La semaine se déroula sans qu’elle parvienne à arriver au bout de qu’on lui avait demandé. L’étendue des vols dépassait l’imagination. Elle veillait à ne jamais rester seule dès qu’elle avait un moment de repos pour contraindre ses pensées à ne pas retourner vers ses anciens amants. Enchantée d’avoir trouvé quelqu’un qui lui ressemblait autant, Giustina s’empressait de lui tenir compagnie pendant les pauses, appréciant leurs longues discussions sur leurs auteurs favoris, apprenant énormément l’une de l’autre. M. Ruggiero et M. Broggini regardaient, attendris, leur amitié se développer et appelaient parfois Flavia leur nouvelle Giustina.

Les journées se passaient donc dans cette monotonie douce et simple, ce n’était qu’une fois rentrée le soir, au moment où elle retirait ses vêtements, révélant ses cicatrices, que la mélancolie la reprenait. Pas une nuit ne s‘écoulait sans que les larmes ne la submergent, la solitude ne lui rappelait que trop l’abandon qu’elle avait subi.

Le matin venu, elle revêtait son costume de bibliothécaire, qui convergeait de plus en plus avec celui de Giustina, toujours une simple jupe mi-longue et une chemise à manches courtes, et pour finir soit un chignon serré, soit une tresse haute. En s’observant dans le miroir, réalisant la ressemblance, elle se demanda si elle aurait le même destin qu’elle.
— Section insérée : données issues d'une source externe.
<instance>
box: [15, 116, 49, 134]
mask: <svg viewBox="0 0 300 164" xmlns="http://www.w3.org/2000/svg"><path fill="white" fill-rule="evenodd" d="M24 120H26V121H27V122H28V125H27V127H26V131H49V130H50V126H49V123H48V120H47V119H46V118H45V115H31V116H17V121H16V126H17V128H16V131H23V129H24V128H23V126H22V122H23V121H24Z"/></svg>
Puis elle changeait les bandages qui ceignaient son poignet, constatant à chaque fois que la plaie n’était pas belle, car elle ne savait vraiment pas s’y prendre avec les strips.

Tous les jours, Giustina et Flavia se rendaient à huit heures à la bibliothèque pour savourer ensemble la tranquillité matinale et bavarder de choses et d’autres que toute personne aurait trouvées assommantes. Pour une fois, Giustina dérogea à leurs habituels sujets de discussion.
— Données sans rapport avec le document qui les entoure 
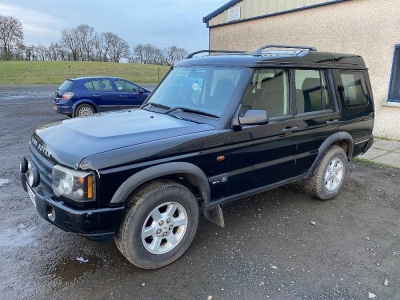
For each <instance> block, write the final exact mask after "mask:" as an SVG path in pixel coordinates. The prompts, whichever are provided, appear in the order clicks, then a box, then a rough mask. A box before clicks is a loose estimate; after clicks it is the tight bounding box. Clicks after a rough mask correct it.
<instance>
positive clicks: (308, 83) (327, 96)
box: [295, 70, 332, 114]
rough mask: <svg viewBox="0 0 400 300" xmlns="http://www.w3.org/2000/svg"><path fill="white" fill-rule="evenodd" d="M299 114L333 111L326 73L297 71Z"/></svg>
mask: <svg viewBox="0 0 400 300" xmlns="http://www.w3.org/2000/svg"><path fill="white" fill-rule="evenodd" d="M295 84H296V107H297V113H298V114H301V113H308V112H315V111H321V110H326V109H332V106H331V103H330V101H329V93H328V89H327V86H326V78H325V73H324V71H321V70H295Z"/></svg>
— Que feras-tu à la rentrée ? Tes cours vont reprendre, vas-tu rester avec nous ?

— Bien sûr ! Je demanderai une dérogation et je suivrai les cours par correspondance. Et ça ne me déplaira pas d’échapper à la foule de la faculté.

— En tout cas, ne te surmène pas, j’ai remarqué que tu avais l’air fatiguée.

— Ce n’est rien, j’ai toujours eu le sommeil perturbé, assura-t-elle.

Comment la paisible Giustina aurait-elle pu imaginer que son amie cachait un passé si troublé ?

Pour détourner la conversation, Flavia se lança dans une tirade sur le roman René de Chateaubriand, qui, s’il constituait peut-être le paroxysme du mouvement romantique français, forçait quand même trop le trait en s’éloignant de la réalité des sentiments. Appâtée par cette thèse, Giustina se jeta avec feu dans la défense de l’œuvre du grand romancier. Flavia la quitta alors qu’elle avait visiblement encore beaucoup à dire sur le style étincelant de l’auteur.

— Nous en reparlerons à midi, affirma Giustina, les joues très rouges de s’être ainsi emportée.

Ce matin-là, Flavia était chargée de l’entrée de nouveaux fonds dans la collection Vasari. Il lui fallait faire des navettes incessantes entre la porte de service et la pièce du deuxième niveau qui devait les accueillir, poussant sans relâche un diable encombré de cartons.

Au moment où elle entamait le troisième voyage, alors qu’elle venait de charger le chariot avec de nombreux documents depuis la camionnette qui les avait amenés là, une main munie d’un coton imbibé de chloroforme s’abattit violemment sur son visage et elle sombra dans l’inconscience avant de réaliser ce qui lui arrivait.